Another question: in Java, does allocating AoA at once (new int[M][N]) possibly yield a different memory allocation than doing it hierarchically (new int[M][]; for (... new int[N])?
Java and C# allocate memory in much different fashion that C++ does. In fact, in .NET for sure all the arrays of AoA will be close together if they are allocated one after another because memory there is just one continuous chunk without any fragmentation whatsoever.
But it is still true for C++ and still makes sense if you want maximum speed. Although you shouldn't follow that advise every time you want multidimensional array, you should write maintainable code first and then profile it if it is slow, premature optimization is root for all evil in this world.
Is this worth the effort? Is this too low level of an optimization issue for a language like Java?
Generally speaking, it is not worth the effort. The best strategy to to forget about this issue in the first version of your application, and implement in a straight-forward (i.e. easy to maintain) way.

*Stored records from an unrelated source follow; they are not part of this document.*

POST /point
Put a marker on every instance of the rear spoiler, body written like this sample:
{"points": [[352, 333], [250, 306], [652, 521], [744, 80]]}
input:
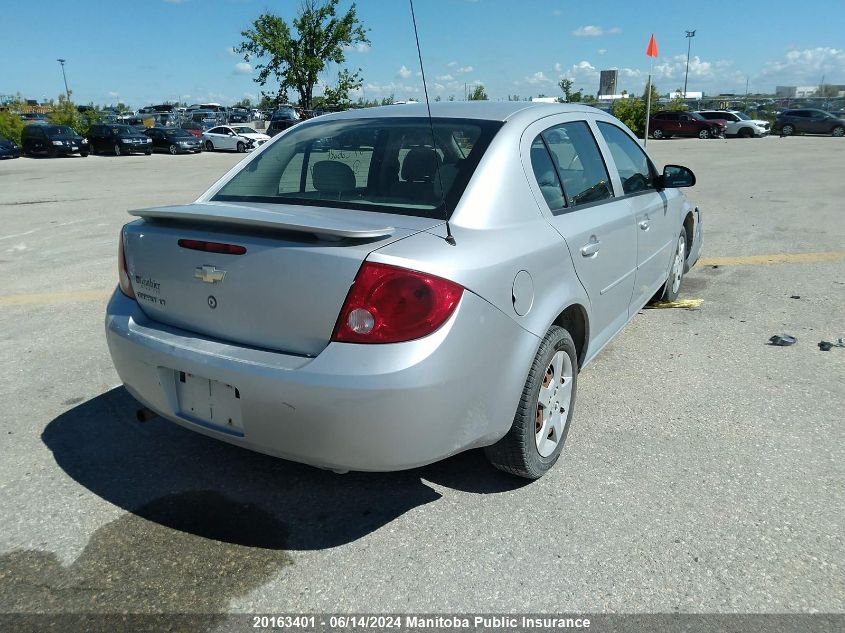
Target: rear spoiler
{"points": [[300, 221]]}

If the first version runs too slowly for your requirements, use a profiling tool to find the application's bottlenecks. If the profiling suggests that arrays of arrays is likely to be the problem, do some experiments to change your data structures to simulated multi-dimensional arrays and profile see if it makes a significant difference. [I suspect that it won't make much difference. But the most important things is to not waste your time optimizing something unnecessarily.]
Should we just abandon arrays and use Lists even for primitives?
I wouldn't go that far. Assuming that you are dealing with arrays of a predetermined size:
arrays of objects will be a bit faster than equivalent lists of objects, and
arrays of primitives will be considerably faster and take considerably less space than equivalent lists of primitive wrapper.
On the other hand, if your application needs to "grow" the arrays, using a List will simplify your code.
I would not waste the effort to use a 1D array as a multidim array in Java because there is no syntax to help. Of course one could define functions (methods) to hide the work for you, but you just end up with a function call instead of following a pointer when using an array of arrays. Even if the compiler/interpreter speeds this up for you, I still don't think it is worth the effort. In addition you can run into complications when trying to use code that expects 2D (or N-Dim) arrays that expect as arrays of arrays. I'm sure most general code out there will be written for arrays like this in Java. Also one can cheaply reassign rows (or columns if you decide to think like that).
If you know that this multidim array is a bottleneck, you may disregard what I said and see if manually optimizing helps.
From personal experience in Java, multidimensional arrays are far far slower than one dimensional arrays if one is loading a large amount of data, or accessing elements in the data which are at different positions. I wrote a program that took a screen shot image in BMP format, and then searched the screenshot for a smaller image. Loading the screenshot image (approx. 3 mb) into a multidimensional array (three dimensional, [xPos][yPos][color] (with color=0 being red value, and suchforth)) took 14 seconds. To load it into a single dimensional array took 1 second.
The gain for finding the smaller image in the larger image was similar. It took around 28 seconds to find the smaller image in the larger image when both images were stored as multi-dimensional arrays. It took around a second to find the smaller image in the larger image when both images were stored as one dimensional arrays. That said, I first wrote my program using a dimensional arrays for the sake of readability.